You might wish you never really watched Lynne Ramsey’s latest film You Were Never Really Here. Her first film since Need to Talk About Kevin (2011), she has a thing for long titles. My first reaction to this film, which debuted unfinished at Cannes in 2017 to standing ovations, was one of annoyance. For the first five or more minutes of this 90-minute film, Joaquin Phoenix walks around the city to various tones of techno music. The film editing is as schizophrenic as the character we are about to follow. Phoenix performance is intense, it’s nice to see him challenging himself as an actor again. However, his performance within the workings of this film is as fascinating as it is repellent.

Nightmarish visions of serving in the Gulf War haunt Joe (Phoenix) night and day. He takes care of his nearly helpless, debilitated mother during the day, but at night he is a hired hand. Joe embraces violence, mostly toward criminals who abduct young girls for sick pleasures. He has a reputation for brutality and producing results. His latest case involves a 13-year old girl named Nina (Ekaterina Samsonov) kidnapped from the home of New York Senator Albert Votto (Alex Manette).
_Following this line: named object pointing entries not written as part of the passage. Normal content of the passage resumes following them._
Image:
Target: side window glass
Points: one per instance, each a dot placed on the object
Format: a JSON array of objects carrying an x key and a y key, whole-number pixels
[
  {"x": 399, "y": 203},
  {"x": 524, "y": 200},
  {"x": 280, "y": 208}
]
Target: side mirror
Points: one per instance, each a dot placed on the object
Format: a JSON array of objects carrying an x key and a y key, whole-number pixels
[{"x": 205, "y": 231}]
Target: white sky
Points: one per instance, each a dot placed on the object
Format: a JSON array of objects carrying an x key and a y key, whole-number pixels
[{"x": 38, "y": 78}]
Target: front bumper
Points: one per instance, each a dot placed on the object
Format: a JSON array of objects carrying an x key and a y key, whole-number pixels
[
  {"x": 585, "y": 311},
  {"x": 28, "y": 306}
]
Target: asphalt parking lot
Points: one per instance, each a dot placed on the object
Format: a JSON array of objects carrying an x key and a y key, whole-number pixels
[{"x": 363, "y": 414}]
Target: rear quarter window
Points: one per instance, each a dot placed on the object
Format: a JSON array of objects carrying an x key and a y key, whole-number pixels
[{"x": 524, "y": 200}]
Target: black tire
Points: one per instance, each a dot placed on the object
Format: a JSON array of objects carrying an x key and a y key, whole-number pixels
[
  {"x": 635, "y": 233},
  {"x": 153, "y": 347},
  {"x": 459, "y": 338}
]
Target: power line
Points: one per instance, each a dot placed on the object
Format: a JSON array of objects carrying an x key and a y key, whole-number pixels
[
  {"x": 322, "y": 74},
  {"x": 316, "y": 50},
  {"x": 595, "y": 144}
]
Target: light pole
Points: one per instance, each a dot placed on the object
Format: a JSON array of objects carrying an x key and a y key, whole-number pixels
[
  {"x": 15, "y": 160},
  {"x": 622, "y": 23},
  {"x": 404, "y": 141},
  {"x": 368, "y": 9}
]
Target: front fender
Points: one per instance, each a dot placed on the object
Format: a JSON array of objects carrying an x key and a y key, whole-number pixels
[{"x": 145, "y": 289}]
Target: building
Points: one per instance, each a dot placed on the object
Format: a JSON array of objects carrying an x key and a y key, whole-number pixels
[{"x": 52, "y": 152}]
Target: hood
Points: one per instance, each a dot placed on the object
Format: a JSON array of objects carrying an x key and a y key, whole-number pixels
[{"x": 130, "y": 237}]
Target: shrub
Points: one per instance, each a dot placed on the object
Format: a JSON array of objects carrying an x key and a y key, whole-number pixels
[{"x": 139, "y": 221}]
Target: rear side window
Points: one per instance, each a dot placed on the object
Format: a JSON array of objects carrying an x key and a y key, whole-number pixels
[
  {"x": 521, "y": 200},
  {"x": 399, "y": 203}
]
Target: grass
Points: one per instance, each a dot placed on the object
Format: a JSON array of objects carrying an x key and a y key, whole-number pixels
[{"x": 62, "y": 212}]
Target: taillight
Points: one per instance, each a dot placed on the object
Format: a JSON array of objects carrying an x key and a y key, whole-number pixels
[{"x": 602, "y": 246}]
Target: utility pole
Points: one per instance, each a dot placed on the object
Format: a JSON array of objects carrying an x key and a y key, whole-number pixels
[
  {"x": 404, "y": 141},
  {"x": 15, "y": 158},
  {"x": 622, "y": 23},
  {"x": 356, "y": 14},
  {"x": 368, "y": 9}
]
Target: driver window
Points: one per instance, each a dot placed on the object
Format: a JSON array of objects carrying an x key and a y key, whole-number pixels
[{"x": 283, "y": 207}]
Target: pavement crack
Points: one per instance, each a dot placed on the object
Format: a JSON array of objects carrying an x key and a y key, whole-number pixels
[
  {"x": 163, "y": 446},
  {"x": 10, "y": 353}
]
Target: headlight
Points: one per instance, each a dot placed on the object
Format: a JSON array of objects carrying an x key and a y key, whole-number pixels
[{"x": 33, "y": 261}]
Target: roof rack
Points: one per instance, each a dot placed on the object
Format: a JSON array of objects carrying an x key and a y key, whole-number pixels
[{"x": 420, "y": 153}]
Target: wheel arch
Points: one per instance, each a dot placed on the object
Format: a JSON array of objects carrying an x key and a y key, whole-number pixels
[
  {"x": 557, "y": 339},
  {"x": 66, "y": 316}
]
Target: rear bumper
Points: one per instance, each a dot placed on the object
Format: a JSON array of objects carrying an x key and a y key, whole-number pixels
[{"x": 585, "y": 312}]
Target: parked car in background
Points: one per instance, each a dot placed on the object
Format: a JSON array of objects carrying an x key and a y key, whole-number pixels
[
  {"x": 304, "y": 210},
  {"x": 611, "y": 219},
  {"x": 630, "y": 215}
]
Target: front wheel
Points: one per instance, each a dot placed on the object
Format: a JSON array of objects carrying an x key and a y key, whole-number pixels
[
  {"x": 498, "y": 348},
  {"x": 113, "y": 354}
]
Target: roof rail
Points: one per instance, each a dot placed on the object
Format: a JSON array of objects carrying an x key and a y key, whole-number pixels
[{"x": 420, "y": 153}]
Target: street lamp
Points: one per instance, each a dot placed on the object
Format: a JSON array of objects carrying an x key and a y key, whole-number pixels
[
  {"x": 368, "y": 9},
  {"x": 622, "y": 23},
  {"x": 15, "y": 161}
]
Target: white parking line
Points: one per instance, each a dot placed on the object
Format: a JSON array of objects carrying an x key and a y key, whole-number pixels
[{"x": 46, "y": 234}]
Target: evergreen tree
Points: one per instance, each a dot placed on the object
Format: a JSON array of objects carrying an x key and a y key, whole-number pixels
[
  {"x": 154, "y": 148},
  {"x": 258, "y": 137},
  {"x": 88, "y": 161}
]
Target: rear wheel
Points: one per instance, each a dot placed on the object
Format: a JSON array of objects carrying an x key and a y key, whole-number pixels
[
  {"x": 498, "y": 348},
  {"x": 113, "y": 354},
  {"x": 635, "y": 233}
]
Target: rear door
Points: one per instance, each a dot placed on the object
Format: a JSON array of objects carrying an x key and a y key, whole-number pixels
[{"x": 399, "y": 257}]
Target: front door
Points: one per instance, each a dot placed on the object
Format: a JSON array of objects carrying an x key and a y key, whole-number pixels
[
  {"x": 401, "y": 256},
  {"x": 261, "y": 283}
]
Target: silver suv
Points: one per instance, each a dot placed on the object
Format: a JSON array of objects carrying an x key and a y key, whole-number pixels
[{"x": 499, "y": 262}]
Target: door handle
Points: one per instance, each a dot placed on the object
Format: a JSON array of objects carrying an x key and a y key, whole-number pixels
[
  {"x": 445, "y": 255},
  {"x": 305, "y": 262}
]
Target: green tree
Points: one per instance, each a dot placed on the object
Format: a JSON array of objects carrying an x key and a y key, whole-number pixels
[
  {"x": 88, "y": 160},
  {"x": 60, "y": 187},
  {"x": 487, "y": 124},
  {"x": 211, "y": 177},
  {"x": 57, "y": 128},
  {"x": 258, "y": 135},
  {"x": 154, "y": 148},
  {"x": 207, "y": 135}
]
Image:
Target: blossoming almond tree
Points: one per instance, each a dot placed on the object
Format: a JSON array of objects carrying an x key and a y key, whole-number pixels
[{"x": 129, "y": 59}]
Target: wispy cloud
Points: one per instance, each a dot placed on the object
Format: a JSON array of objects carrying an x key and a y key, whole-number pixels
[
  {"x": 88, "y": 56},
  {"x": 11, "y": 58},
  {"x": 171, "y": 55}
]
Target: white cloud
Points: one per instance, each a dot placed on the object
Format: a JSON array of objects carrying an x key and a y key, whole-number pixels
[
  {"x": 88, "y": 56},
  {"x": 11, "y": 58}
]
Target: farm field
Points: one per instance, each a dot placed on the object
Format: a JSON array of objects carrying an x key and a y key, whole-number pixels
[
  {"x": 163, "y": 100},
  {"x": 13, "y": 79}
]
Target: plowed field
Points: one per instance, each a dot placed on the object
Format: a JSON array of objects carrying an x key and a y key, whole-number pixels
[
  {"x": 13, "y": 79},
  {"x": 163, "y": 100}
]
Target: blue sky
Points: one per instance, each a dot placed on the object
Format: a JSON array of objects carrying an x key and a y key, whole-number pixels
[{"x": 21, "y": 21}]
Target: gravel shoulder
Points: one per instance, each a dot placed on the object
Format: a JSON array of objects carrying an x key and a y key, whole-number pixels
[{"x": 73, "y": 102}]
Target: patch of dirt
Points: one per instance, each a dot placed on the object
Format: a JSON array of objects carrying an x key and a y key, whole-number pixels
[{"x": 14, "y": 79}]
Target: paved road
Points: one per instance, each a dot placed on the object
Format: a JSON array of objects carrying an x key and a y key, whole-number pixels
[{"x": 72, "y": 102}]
Nina’s case isn’t the ordinary child abduction he’s used to, the peculiarities of this one brings some of Joe’s most suppressed childhood memories to the surface.

The plot often feels secondary to the construct of the film, it’s only in the third act that the pieces even start to add up.

Ramsey’s reliance on existentialism to tell this story will be an instant deterrent for mainstream audiences. Comfortable and successful working on the periphery of abstract filmmaking, Ramsey’s storytelling requires more than just your attention. The chaotic nature of You Were Never Really Here has a Safdie Brothers vibe especially the disorderly fusion of music and editing. Cinematographer Thomas Townsend (We Need to Talk About Kevin) delivers some striking shots throughout the film, but they are fragments of a dislocated whole. The way violence is portrayed here is unlike her previous film and is more reminiscent of Nicolas Winding Refn’s work.

The film explores a kaleidoscope of emotions, often times all at once. It’s the editing and visual representation of hallucinations, flashbacks and horrific visions that will frustrate many viewers, enough (I predict) to walk out. While this type of editing will put the viewer on edge, it may also aid in visualizing the intensity of Joe’s mental trauma. The plot often feels secondary to the construct of the film, it’s only in the third act that the pieces even start to add up.

Final Thought

Lynne Ramsey’s latest existential thriller will either delight or frustrate, depending on your sensibilities.